Sie haben kürzlich auch die Gratis-Tests infrage gestellt. Was stört Sie daran?
Ich denke, es braucht generell eine neue Teststrategie. In einer Phase, in der wir so viele Ansteckungen haben, aber die Krankheit nicht so schwer ist – was bringen dann noch die vielen Tests, die wir mit Steuergeld bezahlen?
Auf welche Themen freuen Sie sich, wenn Corona nicht mehr die Nummer eins sein wird?

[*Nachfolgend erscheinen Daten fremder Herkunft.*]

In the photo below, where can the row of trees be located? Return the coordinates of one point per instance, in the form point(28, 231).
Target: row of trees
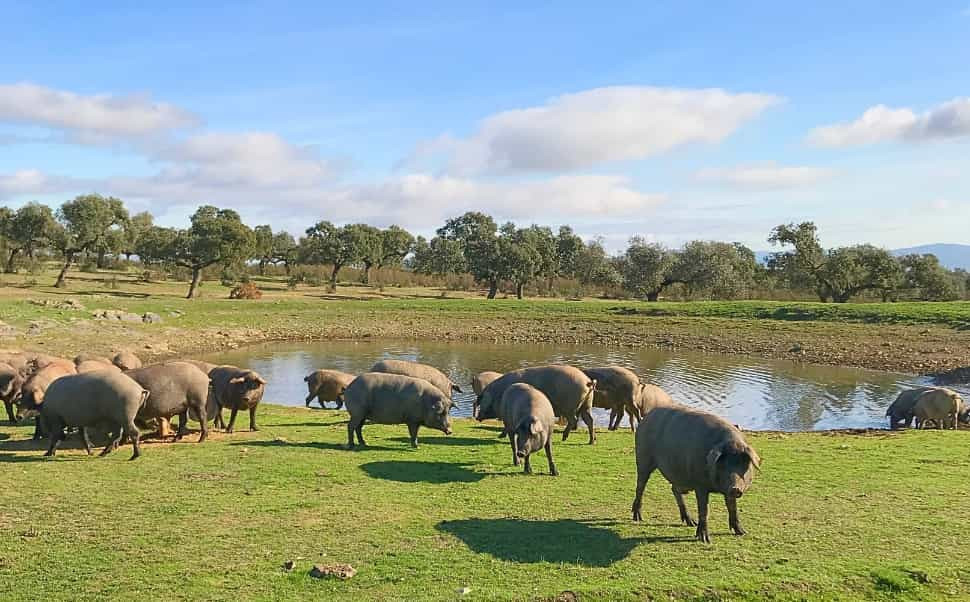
point(494, 255)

Unsere Themen liegen am Tisch: Trotz dieser gesundheitlichen Herausforderungen haben wir eine tolle wirtschaftliche Entwicklung, sehen aber, dass uns die Arbeitskräfte fehlen. Die Frage ist: Wie können wir diese Entwicklung halten und Leute bekommen, die die Arbeit leisten? Damit werden wir uns leichter beschäftigen können, wenn Corona als riesige Thema wegfällt.